芦屋芸術|同人誌・現代詩・小説

カアカアは、食事中!

 我が家にいる時は、私はたいがいダイニングルームで、パソコンや本やペンやメモ用紙やらが積みあげられたダイニングテーブルを前にして、座っている。いつも北向きに腰掛けていて、六年前までは亡妻が私と向き合って、彼女の背後にキッチンルームがある。

 私の背後、南側のガラス戸の向こうはウッドデッキになっていて、その手すりにカアカアが立って、私の背中めがけて鳴き叫び、食事を催促することもある。ガラス戸を覗いて、カアカアと見つめあう。「カアカア、少し待ちなさい」。せわしない気持で、キッチンルームでパンをちぎったり、愛猫アニーのキャットフードをにぎったり、そして速歩で私は庭へ出る。
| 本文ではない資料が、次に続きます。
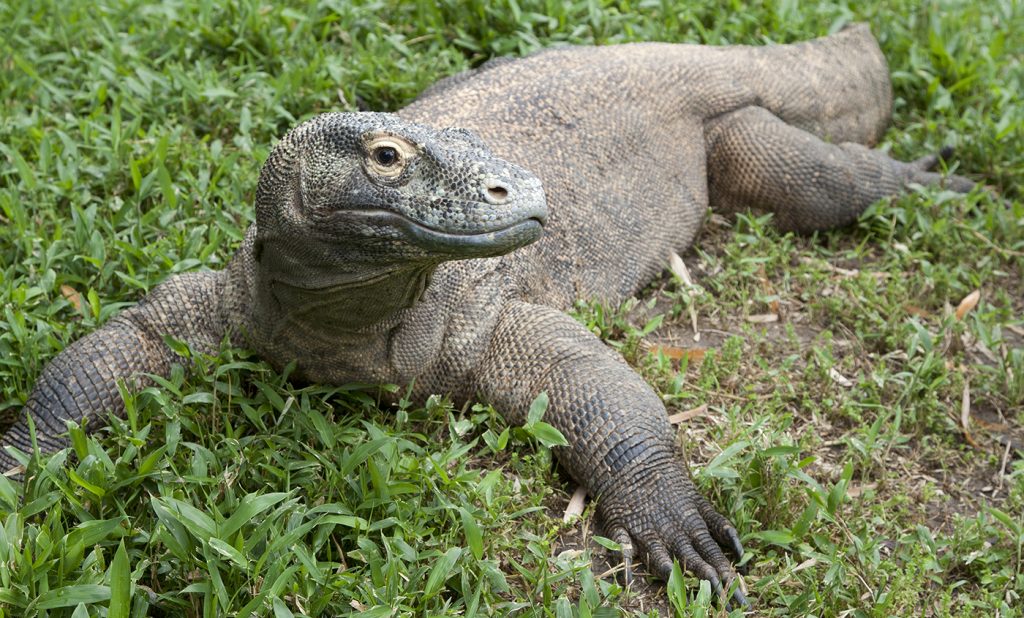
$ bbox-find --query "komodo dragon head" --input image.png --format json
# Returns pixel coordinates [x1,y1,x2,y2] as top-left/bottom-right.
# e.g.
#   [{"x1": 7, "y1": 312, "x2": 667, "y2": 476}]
[{"x1": 255, "y1": 113, "x2": 547, "y2": 276}]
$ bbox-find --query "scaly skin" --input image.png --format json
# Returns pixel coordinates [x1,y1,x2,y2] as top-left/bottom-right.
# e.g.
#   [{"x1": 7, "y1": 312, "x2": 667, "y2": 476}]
[{"x1": 0, "y1": 27, "x2": 973, "y2": 604}]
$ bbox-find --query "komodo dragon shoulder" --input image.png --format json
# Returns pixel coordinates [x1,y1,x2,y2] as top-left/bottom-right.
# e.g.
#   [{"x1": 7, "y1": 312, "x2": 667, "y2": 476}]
[{"x1": 0, "y1": 26, "x2": 973, "y2": 603}]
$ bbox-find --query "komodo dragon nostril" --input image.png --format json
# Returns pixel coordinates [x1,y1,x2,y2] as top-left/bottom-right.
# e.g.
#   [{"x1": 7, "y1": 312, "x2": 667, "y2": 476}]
[{"x1": 484, "y1": 182, "x2": 509, "y2": 204}]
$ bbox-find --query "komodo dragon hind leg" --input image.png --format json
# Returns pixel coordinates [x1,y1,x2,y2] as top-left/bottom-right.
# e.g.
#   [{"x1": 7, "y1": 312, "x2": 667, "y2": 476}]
[
  {"x1": 705, "y1": 106, "x2": 975, "y2": 232},
  {"x1": 475, "y1": 302, "x2": 748, "y2": 606}
]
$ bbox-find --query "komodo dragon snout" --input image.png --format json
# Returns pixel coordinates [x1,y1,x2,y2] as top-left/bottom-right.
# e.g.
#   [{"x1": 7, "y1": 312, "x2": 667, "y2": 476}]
[{"x1": 256, "y1": 113, "x2": 548, "y2": 263}]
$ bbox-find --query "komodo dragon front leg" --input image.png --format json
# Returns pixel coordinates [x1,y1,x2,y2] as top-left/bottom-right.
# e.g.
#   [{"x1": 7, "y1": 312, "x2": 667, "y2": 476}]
[
  {"x1": 476, "y1": 302, "x2": 746, "y2": 605},
  {"x1": 0, "y1": 272, "x2": 225, "y2": 474}
]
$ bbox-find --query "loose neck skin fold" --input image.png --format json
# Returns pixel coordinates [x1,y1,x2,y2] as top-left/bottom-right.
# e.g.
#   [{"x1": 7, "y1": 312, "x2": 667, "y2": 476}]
[{"x1": 255, "y1": 234, "x2": 437, "y2": 336}]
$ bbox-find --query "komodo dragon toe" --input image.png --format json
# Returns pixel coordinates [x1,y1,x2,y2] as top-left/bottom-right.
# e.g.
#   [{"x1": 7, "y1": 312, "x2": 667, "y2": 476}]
[{"x1": 0, "y1": 26, "x2": 974, "y2": 605}]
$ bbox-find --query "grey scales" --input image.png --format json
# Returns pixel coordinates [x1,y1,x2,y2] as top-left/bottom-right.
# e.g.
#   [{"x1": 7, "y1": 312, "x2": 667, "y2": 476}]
[{"x1": 0, "y1": 26, "x2": 974, "y2": 604}]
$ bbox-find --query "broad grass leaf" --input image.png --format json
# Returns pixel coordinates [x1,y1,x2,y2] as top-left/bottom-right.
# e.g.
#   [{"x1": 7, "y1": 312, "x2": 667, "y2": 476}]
[
  {"x1": 423, "y1": 547, "x2": 462, "y2": 601},
  {"x1": 217, "y1": 492, "x2": 288, "y2": 539},
  {"x1": 30, "y1": 583, "x2": 111, "y2": 610},
  {"x1": 106, "y1": 539, "x2": 131, "y2": 618},
  {"x1": 459, "y1": 506, "x2": 483, "y2": 560}
]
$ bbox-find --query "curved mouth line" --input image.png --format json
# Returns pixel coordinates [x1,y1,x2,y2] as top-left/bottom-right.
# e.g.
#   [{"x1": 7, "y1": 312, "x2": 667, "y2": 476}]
[{"x1": 337, "y1": 209, "x2": 547, "y2": 236}]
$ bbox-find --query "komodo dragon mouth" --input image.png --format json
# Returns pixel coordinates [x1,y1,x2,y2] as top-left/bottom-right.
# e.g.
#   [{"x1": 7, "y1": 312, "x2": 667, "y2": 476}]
[{"x1": 336, "y1": 207, "x2": 547, "y2": 257}]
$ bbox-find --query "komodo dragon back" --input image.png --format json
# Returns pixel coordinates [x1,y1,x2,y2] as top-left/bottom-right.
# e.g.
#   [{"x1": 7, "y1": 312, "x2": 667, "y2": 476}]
[{"x1": 0, "y1": 26, "x2": 973, "y2": 604}]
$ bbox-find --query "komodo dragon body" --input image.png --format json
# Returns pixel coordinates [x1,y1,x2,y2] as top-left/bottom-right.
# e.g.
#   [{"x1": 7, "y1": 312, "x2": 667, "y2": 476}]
[{"x1": 0, "y1": 26, "x2": 973, "y2": 602}]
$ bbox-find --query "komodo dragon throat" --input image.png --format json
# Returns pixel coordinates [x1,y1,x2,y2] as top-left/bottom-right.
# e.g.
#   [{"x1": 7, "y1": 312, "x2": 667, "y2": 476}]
[{"x1": 0, "y1": 26, "x2": 973, "y2": 603}]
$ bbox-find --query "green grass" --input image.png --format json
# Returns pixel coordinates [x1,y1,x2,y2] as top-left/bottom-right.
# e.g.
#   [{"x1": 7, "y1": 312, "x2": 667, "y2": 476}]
[{"x1": 0, "y1": 0, "x2": 1024, "y2": 618}]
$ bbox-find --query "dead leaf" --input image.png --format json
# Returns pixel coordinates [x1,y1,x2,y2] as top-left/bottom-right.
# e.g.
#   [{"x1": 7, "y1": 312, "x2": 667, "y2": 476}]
[
  {"x1": 903, "y1": 303, "x2": 932, "y2": 318},
  {"x1": 669, "y1": 251, "x2": 693, "y2": 285},
  {"x1": 650, "y1": 345, "x2": 708, "y2": 361},
  {"x1": 758, "y1": 264, "x2": 778, "y2": 314},
  {"x1": 955, "y1": 290, "x2": 981, "y2": 319},
  {"x1": 846, "y1": 483, "x2": 879, "y2": 498},
  {"x1": 60, "y1": 283, "x2": 82, "y2": 311},
  {"x1": 562, "y1": 486, "x2": 587, "y2": 523},
  {"x1": 790, "y1": 558, "x2": 818, "y2": 573},
  {"x1": 669, "y1": 403, "x2": 708, "y2": 425},
  {"x1": 828, "y1": 367, "x2": 853, "y2": 389},
  {"x1": 961, "y1": 380, "x2": 978, "y2": 448},
  {"x1": 669, "y1": 251, "x2": 700, "y2": 341},
  {"x1": 3, "y1": 464, "x2": 25, "y2": 477}
]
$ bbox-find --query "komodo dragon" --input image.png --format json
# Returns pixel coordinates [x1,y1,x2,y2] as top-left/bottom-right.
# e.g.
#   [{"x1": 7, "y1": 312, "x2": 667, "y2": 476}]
[{"x1": 0, "y1": 26, "x2": 973, "y2": 603}]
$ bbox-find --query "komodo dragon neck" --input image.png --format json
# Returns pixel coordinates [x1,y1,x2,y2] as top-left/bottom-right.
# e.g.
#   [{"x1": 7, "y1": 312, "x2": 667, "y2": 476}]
[{"x1": 254, "y1": 236, "x2": 436, "y2": 335}]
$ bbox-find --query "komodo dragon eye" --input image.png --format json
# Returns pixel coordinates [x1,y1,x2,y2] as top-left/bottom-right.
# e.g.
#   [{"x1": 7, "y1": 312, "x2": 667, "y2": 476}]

 小さいときに仲間のカラスにいじめられ身体障害者になったカアカアはとても神経質で、そわそわして辺りを警戒しながら食事する。「カアカア、おじさんがいるから、大丈夫だ、ゆっくり食べなさい」、そんな私の助言も効果はない。あいかわらずオドオドしている。カラス仲間の襲撃を恐れている。実際、私が目を離した瞬間、カアカアは仲間のハシブトガラスに襲われ、ご飯を強奪された。しかし、確かに、健常者のカラスだ、といって非難しても、腹がへるのは、いっしょだった。